Jacques Delen : Nous n'évitons pas les médias mais nous ne les recherchons pas non plus. Les clients n'ont pas besoin que nous expliquions dans la presse comment nous gérons nos portefeuilles. Ce qu'ils veulent, ce sont des relations personnelles, une activité pour laquelle nous nous imposons des règles strictes. Un contact proactif a beaucoup plus de valeur que des relations ponctuelles, dictées par la nécessité de réagir à une évolution du marché. Il faut évidemment appeler le client quand les choses vont mal, mais pas seulement.
Comment décririez-vous Delen Private Bank, en sa qualité de gestionnaire de patrimoine ?
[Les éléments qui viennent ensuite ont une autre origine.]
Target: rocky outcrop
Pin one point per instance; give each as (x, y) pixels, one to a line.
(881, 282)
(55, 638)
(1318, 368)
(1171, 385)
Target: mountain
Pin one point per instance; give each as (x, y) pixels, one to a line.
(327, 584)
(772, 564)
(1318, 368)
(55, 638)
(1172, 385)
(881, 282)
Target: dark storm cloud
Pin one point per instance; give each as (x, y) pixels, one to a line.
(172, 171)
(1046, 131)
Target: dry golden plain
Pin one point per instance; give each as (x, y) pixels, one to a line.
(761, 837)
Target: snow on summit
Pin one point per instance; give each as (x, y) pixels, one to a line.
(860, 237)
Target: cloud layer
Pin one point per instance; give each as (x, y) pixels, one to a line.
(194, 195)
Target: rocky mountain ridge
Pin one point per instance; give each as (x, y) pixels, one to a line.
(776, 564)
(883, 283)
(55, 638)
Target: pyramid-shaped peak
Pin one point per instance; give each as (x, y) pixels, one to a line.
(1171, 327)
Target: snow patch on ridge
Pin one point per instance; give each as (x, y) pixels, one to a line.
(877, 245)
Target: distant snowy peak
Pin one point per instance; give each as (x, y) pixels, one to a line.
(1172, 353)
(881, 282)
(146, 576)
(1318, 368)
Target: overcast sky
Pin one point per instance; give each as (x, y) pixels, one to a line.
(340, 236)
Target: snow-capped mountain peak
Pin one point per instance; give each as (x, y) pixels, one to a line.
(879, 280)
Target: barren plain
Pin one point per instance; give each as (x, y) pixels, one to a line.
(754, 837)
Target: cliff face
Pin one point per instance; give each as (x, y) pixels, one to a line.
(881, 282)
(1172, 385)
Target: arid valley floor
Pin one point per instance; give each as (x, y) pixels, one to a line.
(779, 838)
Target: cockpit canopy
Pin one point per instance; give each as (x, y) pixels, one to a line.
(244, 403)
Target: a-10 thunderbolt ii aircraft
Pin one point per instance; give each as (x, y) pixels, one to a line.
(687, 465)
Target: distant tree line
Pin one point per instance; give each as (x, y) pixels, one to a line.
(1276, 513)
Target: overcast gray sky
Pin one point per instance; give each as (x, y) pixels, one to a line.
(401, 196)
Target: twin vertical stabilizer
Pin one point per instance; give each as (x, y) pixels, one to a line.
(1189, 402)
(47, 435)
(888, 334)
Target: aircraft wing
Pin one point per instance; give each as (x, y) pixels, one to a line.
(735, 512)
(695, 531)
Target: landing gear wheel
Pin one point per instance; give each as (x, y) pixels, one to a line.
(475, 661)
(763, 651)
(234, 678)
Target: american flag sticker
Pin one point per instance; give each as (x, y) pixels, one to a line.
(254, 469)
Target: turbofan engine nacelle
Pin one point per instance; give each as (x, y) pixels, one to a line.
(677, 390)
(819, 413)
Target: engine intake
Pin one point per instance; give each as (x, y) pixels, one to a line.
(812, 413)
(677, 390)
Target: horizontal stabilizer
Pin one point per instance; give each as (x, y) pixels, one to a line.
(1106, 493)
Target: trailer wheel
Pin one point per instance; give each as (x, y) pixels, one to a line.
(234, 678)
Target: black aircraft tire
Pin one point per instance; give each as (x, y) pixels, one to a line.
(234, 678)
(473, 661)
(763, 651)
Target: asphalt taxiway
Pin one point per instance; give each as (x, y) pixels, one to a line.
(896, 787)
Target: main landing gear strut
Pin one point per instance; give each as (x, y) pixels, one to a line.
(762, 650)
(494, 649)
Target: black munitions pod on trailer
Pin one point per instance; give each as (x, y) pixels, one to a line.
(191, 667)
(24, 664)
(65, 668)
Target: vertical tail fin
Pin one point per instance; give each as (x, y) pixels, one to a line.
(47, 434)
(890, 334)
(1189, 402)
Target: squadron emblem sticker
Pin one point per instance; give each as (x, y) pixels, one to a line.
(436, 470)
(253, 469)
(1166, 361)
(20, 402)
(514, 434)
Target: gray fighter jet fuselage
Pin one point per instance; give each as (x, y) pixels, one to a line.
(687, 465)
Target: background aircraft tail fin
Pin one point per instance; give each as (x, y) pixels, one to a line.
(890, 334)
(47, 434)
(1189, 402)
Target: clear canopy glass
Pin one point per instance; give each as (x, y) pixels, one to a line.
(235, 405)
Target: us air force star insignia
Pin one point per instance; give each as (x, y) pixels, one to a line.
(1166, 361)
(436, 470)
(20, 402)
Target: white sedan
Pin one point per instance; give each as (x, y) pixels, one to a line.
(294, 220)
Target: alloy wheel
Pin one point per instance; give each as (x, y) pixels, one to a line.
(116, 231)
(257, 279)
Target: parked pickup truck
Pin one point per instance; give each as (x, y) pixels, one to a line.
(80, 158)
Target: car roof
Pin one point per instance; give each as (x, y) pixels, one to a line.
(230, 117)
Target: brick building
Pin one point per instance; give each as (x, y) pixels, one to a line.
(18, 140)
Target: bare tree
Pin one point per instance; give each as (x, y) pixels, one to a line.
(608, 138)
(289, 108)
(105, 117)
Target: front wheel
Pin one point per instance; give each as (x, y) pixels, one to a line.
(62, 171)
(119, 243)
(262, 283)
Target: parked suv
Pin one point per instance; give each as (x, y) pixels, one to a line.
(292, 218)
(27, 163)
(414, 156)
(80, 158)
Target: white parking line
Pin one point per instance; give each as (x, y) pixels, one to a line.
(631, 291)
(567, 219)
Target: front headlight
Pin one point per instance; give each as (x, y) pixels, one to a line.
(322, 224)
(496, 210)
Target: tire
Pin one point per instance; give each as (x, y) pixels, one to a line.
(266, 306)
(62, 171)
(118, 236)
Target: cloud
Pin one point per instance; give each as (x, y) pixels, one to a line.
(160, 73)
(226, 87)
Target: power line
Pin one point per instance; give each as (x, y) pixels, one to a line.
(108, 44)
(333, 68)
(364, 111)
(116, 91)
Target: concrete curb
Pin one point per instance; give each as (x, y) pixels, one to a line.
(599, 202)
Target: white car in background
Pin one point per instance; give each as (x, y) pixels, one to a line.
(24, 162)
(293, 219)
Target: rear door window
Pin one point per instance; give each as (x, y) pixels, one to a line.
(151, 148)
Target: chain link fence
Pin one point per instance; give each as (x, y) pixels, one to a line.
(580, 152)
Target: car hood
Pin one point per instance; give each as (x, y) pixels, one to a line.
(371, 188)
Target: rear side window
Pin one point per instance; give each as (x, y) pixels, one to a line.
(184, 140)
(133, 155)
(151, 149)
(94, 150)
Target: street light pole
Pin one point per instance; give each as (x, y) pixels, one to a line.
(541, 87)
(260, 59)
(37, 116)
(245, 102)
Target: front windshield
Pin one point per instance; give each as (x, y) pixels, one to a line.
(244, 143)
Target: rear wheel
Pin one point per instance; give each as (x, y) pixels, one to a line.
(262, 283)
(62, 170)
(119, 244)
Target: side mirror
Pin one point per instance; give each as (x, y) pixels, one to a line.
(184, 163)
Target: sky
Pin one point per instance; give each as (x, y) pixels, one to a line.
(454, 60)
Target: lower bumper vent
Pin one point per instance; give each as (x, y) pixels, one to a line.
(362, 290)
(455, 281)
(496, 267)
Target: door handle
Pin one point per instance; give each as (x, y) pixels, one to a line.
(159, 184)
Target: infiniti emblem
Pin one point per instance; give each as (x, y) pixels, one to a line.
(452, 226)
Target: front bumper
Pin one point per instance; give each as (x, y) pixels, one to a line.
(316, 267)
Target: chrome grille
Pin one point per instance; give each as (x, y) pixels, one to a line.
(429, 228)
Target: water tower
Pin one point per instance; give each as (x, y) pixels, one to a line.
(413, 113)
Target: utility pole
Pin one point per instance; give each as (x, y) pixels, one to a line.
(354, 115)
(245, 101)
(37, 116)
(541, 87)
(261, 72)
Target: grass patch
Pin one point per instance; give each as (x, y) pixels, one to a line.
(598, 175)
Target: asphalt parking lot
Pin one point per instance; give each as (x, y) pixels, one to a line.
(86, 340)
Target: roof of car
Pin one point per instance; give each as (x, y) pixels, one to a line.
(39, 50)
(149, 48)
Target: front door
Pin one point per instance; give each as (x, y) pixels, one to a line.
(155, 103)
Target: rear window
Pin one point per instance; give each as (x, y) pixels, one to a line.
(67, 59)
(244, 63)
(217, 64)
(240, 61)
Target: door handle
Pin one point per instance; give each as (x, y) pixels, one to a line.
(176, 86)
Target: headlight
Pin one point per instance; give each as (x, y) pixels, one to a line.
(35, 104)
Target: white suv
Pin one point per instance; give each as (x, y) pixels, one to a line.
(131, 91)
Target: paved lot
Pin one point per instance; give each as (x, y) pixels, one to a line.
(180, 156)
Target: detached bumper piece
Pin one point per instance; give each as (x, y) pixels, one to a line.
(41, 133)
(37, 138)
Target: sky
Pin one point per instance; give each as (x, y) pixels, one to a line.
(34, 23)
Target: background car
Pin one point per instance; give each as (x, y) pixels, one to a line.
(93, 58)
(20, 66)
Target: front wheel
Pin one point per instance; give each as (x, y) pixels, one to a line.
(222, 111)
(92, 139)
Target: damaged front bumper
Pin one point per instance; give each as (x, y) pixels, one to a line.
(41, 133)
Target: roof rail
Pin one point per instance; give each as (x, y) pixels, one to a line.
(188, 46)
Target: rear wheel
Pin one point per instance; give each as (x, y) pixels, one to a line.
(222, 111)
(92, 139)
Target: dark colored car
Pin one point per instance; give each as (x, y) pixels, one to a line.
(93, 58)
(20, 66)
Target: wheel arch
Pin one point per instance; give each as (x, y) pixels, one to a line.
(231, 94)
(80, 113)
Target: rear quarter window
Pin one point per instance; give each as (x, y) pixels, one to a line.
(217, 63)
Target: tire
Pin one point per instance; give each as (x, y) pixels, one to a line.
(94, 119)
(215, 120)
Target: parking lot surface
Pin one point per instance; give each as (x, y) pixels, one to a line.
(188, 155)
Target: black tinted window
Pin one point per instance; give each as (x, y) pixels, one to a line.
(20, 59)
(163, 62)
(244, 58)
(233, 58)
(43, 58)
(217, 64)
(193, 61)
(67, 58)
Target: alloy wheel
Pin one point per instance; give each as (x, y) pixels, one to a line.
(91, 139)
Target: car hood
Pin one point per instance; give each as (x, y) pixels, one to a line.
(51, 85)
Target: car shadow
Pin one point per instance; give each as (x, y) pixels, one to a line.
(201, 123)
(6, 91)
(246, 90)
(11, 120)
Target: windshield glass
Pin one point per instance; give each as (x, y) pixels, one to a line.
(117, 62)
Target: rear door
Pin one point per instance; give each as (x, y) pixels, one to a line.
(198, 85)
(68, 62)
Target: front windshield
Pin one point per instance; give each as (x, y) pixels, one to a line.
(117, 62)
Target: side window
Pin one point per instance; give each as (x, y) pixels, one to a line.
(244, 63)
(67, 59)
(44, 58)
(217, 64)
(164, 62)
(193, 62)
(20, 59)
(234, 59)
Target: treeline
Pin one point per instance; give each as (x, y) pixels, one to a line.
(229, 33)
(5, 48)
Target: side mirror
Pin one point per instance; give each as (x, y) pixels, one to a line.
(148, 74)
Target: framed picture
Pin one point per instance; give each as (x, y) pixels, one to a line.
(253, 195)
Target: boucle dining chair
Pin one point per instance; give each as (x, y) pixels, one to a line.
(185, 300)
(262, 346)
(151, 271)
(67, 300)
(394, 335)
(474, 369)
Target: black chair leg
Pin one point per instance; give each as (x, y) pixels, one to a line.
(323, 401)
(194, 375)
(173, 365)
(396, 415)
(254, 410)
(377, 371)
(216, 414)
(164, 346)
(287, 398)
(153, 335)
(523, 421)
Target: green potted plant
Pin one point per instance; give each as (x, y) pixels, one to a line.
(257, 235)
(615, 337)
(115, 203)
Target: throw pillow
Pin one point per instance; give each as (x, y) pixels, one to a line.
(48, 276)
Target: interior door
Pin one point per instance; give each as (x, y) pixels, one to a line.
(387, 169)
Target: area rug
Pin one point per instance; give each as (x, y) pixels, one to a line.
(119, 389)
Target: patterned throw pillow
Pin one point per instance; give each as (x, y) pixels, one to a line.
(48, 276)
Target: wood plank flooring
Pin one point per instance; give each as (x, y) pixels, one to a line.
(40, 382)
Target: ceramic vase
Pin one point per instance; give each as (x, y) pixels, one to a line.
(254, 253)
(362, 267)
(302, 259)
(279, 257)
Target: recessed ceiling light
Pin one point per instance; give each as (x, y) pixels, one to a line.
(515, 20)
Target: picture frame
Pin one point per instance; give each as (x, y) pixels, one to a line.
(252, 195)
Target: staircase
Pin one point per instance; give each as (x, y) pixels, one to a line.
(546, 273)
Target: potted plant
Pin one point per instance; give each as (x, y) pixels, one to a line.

Jacques Delen : Comme un bon père de famille. Nous veillons à répartir nos investissements au mieux, pour éviter autant que possible les risques individuels. Tous les clients affichant un même profil de risque bénéficient d'une gestion de portefeuille identique. La gestion est exclusivement discrétionnaire, nous ne proposons pas de gestion consultative personnalisée. Cette culture du bon père de famille, nous l'appliquons en interne également : nous n'attribuons pas de bonus et nous ne starifions pas nos gestionnaires. Nous affichons de surcroît un bilan solide et nos portefeuilles ne contiennent aucun produit spéculatif. Enfin, nous respectons strictement la législation fiscale. Tout cela se reflète dans notre fichier de clientèle - un bon père de famille attire une clientèle qui lui ressemble.
Le secteur financier croule sous les réglementations depuis quelques années. Cela a-t-il ralenti votre croissance ?
Jacques Delen : Non, au contraire : cela nous a obligés à faire aussi simple que possible. En outre, ces directives ont leur raison d'être. La société, les services et les produits sont toujours plus complexes, il faut donc les réguler. Relever ce défi nous a rendus beaucoup plus efficaces.
Quelles ont été les grandes étapes de votre carrière ?
Jacques Delen : Elles ont procédé de décisions dont l'importance stratégique n'est apparue que par la suite. J'ai toujours voulu rendre la gestion de l'entreprise plus efficiente. C'est la raison pour laquelle nous avons décidé en 1983 de ne plus livrer de titres aux clients : c'était trop compliqué. Nous n'avons donc plus assuré que l'administration des portefeuilles. En 1989, nous nous sommes lancés dans la gestion des portefeuilles : au lieu de nous charger de l'administration des titres avec lesquels les clients venaient nous trouver, nous avons pris en charge la gestion même de leurs investissements. Nous y avons sérieusement gagné en efficacité et en simplicité. En 1997, nous avons abandonné la gestion consultative sur mesure au profit d'une stratégie discrétionnaire ; laquelle est, depuis 2002, centralisée au sein de la banque, et non plus répartie entre les gestionnaires.
Cette quête d'efficacité et de simplicité est-elle la clé de votre prospérité ?
Jacques Delen : Elle explique en tout cas pourquoi notre rapport coûts/revenus compte parmi les plus avantageux du secteur. Imaginez un restaurant qui offrirait un menu de 20 pages : ce serait probablement le chaos en cuisine et les serveurs perdraient énormément de temps à tout expliquer aux clients, pour un résultat qui ne serait sans doute pas à la hauteur. Je préfère les établissements qui offrent une carte réduite.